From Chapter 1: "'It requires no effort of the fancy to picture these three men [Shakespeare, Bacon and Raleigh] as lounging in a window of Durham House, puffing the new Indian weed from silver bowls, discussing the highest themes in poetry and science, while gazing on the flower-beds and the river, the darting barges of dame and cavalier, and the distant pavilions of Paris garden and the Globe.'" This is a pure "effort of the fancy" so far as Bacon and Shakespeare are concerned. Shakespeare's absolute silence about tobacco forbids us to assume that he smoked; but of Raleigh the picture may be true enough. The house had, as Aubrey tells us, "a little turret that looked into and over the Thames, and had the prospect which is as pleasant perhaps as any in the world"; and it would be strange indeed if the owner of the noble house did not often smoke a contemplative pipe in the window of that pleasant turret.
From Chapter 5: These seventeenth-century pipes were largely made in Holland of pipe-clay imported from England—to the disgust and loss of English pipe-makers.

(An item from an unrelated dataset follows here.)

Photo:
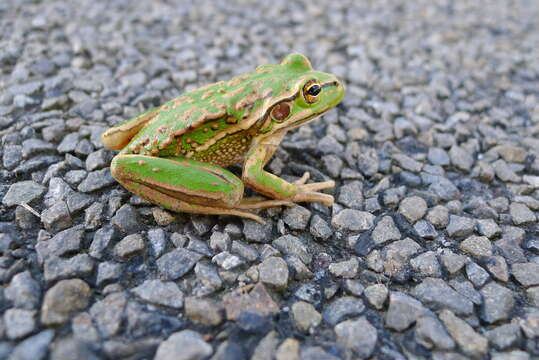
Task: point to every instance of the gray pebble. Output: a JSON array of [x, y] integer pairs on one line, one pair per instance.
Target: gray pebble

In 1663 the Company of tobacco-Pipe Makers petitioned Parliament "to forbid the export of tobacco pipe clay, since by the manufacture of pipes in Holland their trade is much damaged." Further, they asked for "the confirmation of their charter of government so as to empower them to regulate abuses, as many persons engage in the trade without licence." The Company's request was granted; but in the next year they again found it necessary to come to Parliament, showing "the great improvement in their trade since their incorporation, 17 James I, and their threatened ruin because cooks, bakers, and ale-house keepers and others make pipes, but so unskilfully that they are brought into disesteem; they request to be comprehended in the Statute of Labourers of 5 Elizabeth, so that none may follow the trade who have not been apprentices seven years."